An In-N-Out store in San Francisco was temporarily shut down October 14 by the local health department after not appropriately enforcing the city's vaccine mandate.
The restaurant, the only In-N-Out in San Francisco, reportedly did not turn away customers who couldn't produce proof of vaccination and ignored multiple warnings, according to the San Francisco Department of Health. Officials said October 14 was the final notice of violation. The health department visited the restaurant on September 24 after a complaint, and after following up on October 6, inspectors found the restaurant was still violating the mandate.
The location has since reopened for takeout only, but the chain has not changed its stance on vaccine requirements.
Arnie Wensinger, the brand's chief legal and business officer, said the store posted signage to communicate local vaccination requirements, but health officials told the restaurant that employees must "actively intervene by demanding proof of vaccination and photo identification" and "act as enforcement personnel by barring entry for any Customers without the proper documentation."

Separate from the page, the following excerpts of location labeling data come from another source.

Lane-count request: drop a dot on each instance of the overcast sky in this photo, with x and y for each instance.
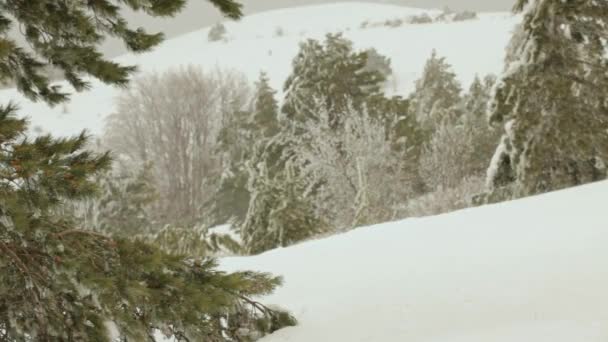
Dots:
(199, 14)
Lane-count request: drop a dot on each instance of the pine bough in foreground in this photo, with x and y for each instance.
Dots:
(62, 283)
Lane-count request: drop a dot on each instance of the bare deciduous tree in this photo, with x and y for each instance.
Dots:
(173, 120)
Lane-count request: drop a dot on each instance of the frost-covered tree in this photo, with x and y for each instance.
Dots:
(379, 63)
(65, 35)
(551, 99)
(437, 93)
(231, 201)
(217, 32)
(460, 150)
(125, 206)
(58, 280)
(357, 172)
(331, 73)
(282, 210)
(265, 108)
(174, 121)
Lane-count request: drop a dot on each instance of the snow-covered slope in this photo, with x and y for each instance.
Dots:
(475, 46)
(530, 270)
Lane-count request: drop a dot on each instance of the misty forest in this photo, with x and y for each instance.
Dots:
(384, 174)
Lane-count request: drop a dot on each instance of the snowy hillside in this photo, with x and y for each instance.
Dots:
(529, 270)
(475, 46)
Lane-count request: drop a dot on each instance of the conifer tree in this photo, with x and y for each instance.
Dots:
(232, 198)
(551, 99)
(125, 206)
(217, 32)
(65, 35)
(281, 211)
(60, 281)
(266, 109)
(329, 74)
(437, 93)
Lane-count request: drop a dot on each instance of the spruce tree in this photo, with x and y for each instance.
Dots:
(266, 109)
(58, 280)
(437, 93)
(329, 74)
(551, 99)
(65, 35)
(281, 211)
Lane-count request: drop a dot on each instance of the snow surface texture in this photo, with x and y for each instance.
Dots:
(475, 46)
(529, 270)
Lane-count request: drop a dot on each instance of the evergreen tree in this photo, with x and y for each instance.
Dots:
(59, 282)
(329, 74)
(281, 211)
(477, 99)
(65, 35)
(217, 32)
(437, 93)
(266, 108)
(379, 63)
(552, 99)
(231, 201)
(125, 206)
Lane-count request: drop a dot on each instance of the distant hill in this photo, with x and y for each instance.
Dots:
(473, 47)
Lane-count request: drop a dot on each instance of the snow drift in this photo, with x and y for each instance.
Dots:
(528, 270)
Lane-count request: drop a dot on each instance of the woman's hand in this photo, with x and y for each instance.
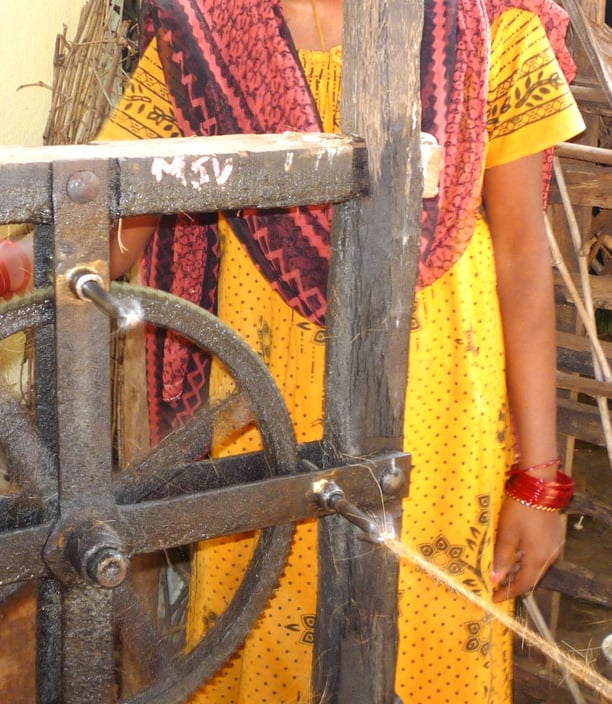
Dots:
(528, 541)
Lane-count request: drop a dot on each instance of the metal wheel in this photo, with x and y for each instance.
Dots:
(89, 564)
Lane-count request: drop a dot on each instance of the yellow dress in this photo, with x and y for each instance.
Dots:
(457, 425)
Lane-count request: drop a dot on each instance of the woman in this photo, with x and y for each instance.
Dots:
(495, 97)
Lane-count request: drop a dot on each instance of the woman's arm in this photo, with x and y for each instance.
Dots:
(528, 538)
(129, 239)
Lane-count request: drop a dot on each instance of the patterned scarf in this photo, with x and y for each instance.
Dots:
(231, 67)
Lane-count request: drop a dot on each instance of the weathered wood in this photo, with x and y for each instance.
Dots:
(193, 174)
(587, 505)
(579, 583)
(580, 420)
(596, 42)
(584, 152)
(600, 288)
(584, 385)
(375, 245)
(588, 184)
(591, 99)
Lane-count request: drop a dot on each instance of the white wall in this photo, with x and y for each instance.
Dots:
(26, 56)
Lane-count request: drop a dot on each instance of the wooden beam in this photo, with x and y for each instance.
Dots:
(193, 174)
(375, 246)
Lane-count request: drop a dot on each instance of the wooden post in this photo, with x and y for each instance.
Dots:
(374, 263)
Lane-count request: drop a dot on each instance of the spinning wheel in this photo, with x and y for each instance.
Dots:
(83, 546)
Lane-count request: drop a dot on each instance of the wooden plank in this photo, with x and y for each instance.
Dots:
(193, 174)
(588, 184)
(601, 290)
(579, 583)
(596, 42)
(574, 353)
(580, 420)
(375, 246)
(584, 385)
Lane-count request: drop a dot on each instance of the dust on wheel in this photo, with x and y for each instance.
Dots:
(86, 558)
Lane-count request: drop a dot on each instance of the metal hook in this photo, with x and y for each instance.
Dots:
(88, 286)
(330, 496)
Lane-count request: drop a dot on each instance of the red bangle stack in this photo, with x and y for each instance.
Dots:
(24, 266)
(538, 493)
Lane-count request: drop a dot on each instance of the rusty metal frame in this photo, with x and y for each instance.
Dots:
(80, 543)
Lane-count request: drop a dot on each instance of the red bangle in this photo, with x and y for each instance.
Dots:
(515, 469)
(540, 494)
(26, 268)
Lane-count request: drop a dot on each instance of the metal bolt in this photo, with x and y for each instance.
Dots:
(83, 187)
(107, 567)
(392, 479)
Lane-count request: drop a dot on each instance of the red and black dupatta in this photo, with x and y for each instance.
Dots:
(231, 67)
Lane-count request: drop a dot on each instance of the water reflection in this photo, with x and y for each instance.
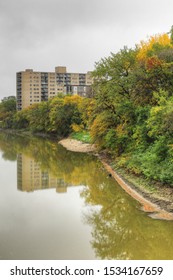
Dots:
(31, 177)
(112, 225)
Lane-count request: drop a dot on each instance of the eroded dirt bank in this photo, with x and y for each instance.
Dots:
(158, 204)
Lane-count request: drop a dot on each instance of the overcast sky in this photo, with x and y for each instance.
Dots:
(42, 34)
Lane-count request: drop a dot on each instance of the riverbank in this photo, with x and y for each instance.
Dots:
(158, 203)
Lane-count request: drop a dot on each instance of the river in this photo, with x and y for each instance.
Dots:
(56, 204)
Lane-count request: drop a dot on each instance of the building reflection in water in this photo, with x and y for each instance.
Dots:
(31, 177)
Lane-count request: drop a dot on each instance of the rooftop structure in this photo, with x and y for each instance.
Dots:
(34, 87)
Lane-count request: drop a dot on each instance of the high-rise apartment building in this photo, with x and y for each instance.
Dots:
(34, 87)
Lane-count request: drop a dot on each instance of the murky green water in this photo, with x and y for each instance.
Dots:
(56, 204)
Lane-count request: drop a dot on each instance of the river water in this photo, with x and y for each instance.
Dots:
(56, 204)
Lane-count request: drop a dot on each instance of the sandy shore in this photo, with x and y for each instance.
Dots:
(158, 204)
(77, 146)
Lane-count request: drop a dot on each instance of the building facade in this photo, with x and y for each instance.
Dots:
(34, 87)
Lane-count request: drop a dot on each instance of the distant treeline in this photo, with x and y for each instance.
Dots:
(130, 115)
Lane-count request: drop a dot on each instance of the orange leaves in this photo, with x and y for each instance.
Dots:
(145, 47)
(153, 62)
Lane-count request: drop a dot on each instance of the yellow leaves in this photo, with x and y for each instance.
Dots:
(146, 46)
(77, 127)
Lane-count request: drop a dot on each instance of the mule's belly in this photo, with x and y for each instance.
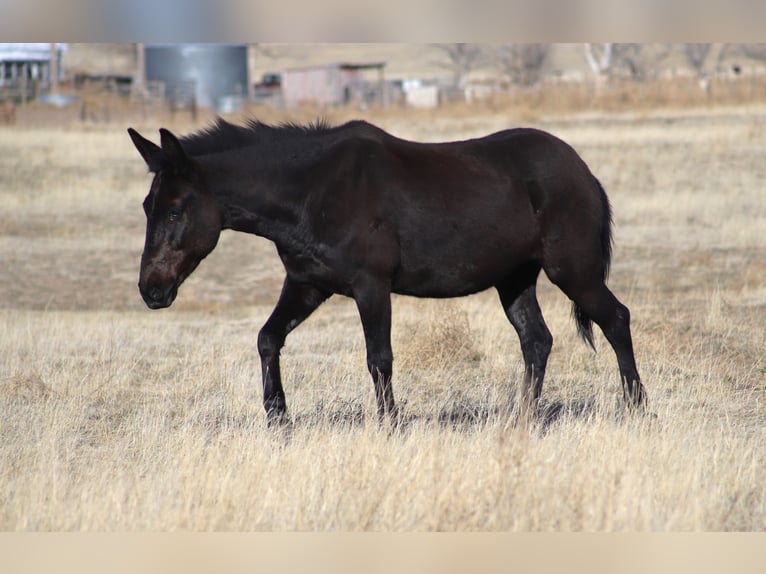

“We refuse to become the vaccination police for any government,” Wensinger said in a statement. “We fiercely disagree with any government dictate that forces a private company to discriminate against customers who choose to patronize their business.”
San Francisco's mandate, which requires customers and workers at restaurants and bars to show proof of vaccination prior to entry, went into effect on August 20. The order doesn't apply to takeout customers or those not eligible for vaccination. San Francisco's mandate states individuals must have both doses, and does not provide the option of using a negative COVID test. Major markets New York City, New Orleans, and Los Angeles have also implemented their own vaccine mandates.